Hundreds of thousands of refugees from the war in Ukraine have arrived in these countries, as well as soldiers, and the pair were keen to find out how they might help Quakers locally, and how the Quaker peace testimony was being lived out in such conditions.

At an online event on 27 October (watch here), Gee said: "I really hope that every Quaker – but also every organized Quaker group – can look at this statement and say, 'What does this lead me to do?

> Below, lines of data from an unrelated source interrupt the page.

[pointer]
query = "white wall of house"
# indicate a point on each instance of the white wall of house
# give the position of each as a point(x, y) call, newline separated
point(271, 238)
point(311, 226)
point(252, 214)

What is my part in this?'"

The statement recognizes that the Quaker peace testimony "manifests as a cumulative set of actions, continually tested and added to over centuries."

These actions are diverse but have been broadly united by a refusal to kill, relief of suffering, building institutions of peace, supporting peacebuilding and removing the causes of war.

During the Ukraine conflict this includes standing with conscientious objectors on all sides, supporting the people in Ukraine employing creative non-violent civil resistance, pressing for the rights of refugees to be recognised and seeking to strengthen frameworks of international law.

Signatories to the statement were: Timothy Gee, Friends World Committee for Consultation; Nozizwe Madlala-Routledge, Quaker United Nations Office, Geneva; Sarah Clarke, Quaker United Nations Office, New York; Bridget Moix, Friends Committee on National Legislation; Joyce Ajlouny, American Friends Service Committee; Jennifer Preston, Canadian Friends Service Committee; Tracey Martin, Quaker Council on European Affairs; Oliver Robertson, Quaker Peace and Social Witness.